What should trouble-and excite credit unions-said O'Donnell is that just 29% of CU members have a plastic card from their credit union, leaving an enormous slice of the market to be penetrated.

Some of the Basics

According to O'Donnell, some of the basics that should be deployed to boost penetration rates and portfolio growth include:

• Providing right offer to right member at right time. "This is going to require some specificity. Who doesn't have your card? Who used to use their card and isn't using it now? Who isn't using it as much as they used to?

Noting the number of cards in circulation is down 25% over just a few years ago, O'Donnell said it's that specific data that's needed to not just target but to make a relevant offer. "You've got to motivate the member to respond to your offer."

What motivates consumers? O'Donnell said the number-one reason, by far, is no annual fee. Online account management is second. "Good customer service is another primary reason, and you're known for it. The next two are flexible rewards followed by low APR. If I'm a transactor, I want rewards. If I'm a revolver, I want low APR."

• Understanding the credit card lifecycle. There are five steps to the lifecycle of credit cards, said O'Donnell: acquire, engage, grow, intervene and retain. He placed most of his emphasis on the first three.

"What you need is a highly relevant and targeted acquisition strategy," he said. "But that doesn't mean giving everyone a credit card. It means taking advantage of the relationships you have with members to help them. And one way to do that is about the right credit card offer. You want and your employees want to help members improve their financial lives."

O'Donnell urged credit unions to recognize that consumers shop for credit card offers online, and that 23% of consumers who search online are much more likely to submit an application.

"They may or may not be creditworthy and may or may not be the people you want, but there is a high percentage of people out there looking for credit," he said.

That means responding to consumer preferences. "Think about apps. That was a business that didn't exist just a few years ago. So one thing you need to ask yourself is where am I online? How am I promoting my brand online? It's not just the millenials. The Baby Boomers do a lot online. You need to think about how you're going to act in a mobile world."

'They Want The T-Shirt'

A particular weakness, O'Donnell said, lies in the engagement step. "You've got to take steps that encourage people to use the card-not just to get the card. The sweet spot comes in the first few months in getting someone active. And there is a difference between incenting someone and someone who is loyal."
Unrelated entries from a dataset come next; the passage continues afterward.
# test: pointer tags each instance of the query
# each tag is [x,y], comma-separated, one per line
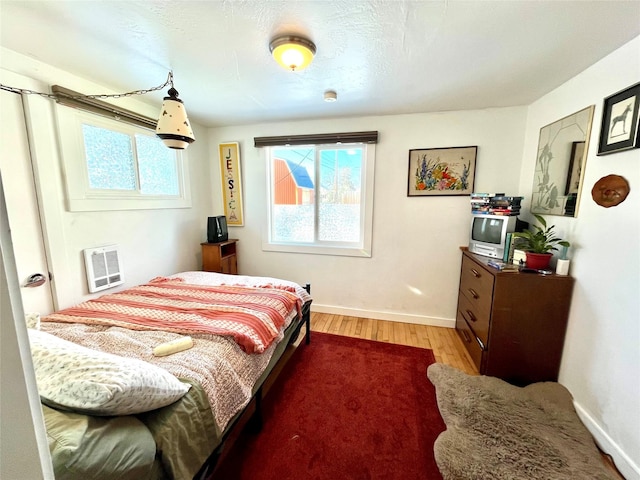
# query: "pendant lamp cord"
[24,91]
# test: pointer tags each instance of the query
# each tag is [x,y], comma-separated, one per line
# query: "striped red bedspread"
[252,316]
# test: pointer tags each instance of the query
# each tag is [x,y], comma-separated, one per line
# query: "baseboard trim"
[390,316]
[624,464]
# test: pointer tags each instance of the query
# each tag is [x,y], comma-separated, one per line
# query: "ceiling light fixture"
[173,125]
[292,52]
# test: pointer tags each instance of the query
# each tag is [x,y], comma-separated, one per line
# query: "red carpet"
[344,408]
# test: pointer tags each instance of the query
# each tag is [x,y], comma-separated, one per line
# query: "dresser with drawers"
[512,323]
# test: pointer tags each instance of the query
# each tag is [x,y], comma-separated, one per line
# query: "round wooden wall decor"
[609,191]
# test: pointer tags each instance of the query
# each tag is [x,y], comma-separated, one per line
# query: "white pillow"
[80,379]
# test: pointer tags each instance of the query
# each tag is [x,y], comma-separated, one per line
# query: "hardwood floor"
[444,342]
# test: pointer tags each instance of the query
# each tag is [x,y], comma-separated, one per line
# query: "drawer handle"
[466,336]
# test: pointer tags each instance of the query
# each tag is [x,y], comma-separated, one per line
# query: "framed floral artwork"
[441,171]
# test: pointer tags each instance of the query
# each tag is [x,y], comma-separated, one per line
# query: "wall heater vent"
[104,269]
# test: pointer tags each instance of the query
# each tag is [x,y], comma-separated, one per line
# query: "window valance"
[317,139]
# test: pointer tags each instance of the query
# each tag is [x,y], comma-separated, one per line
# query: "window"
[321,198]
[112,165]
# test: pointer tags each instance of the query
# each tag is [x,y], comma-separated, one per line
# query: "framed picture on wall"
[619,129]
[441,171]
The next question to ask, said O'Donnell is how members are using their cards. "It used to be that credit unions had about two-thirds revolvers vs. one-third transactors, but that has changed over the past few years. Now it's about a 50/50 mix. That's very good for you.

Acquisition is only as good as the activation, noted O'Donnell. Members must be "persuaded" to use their new cards. "The key metric when putting out a new credit card account is what steps are you taking over the next few weeks to make sure the member has activated."

"One thing that's critical is follow up communications through multiple channels: card carrier, letter or e-mail, followed by personal phone call," continued O'Donnell. "Give them an incentive not to get the card, but to use the card. You earn the incentive when they use it, i.e., a $5 gift card or a merchant discount offer. Lots of merchants would love to do a cross-promotion with the credit union. This is a great opportunity local credit unions have that big banks do not."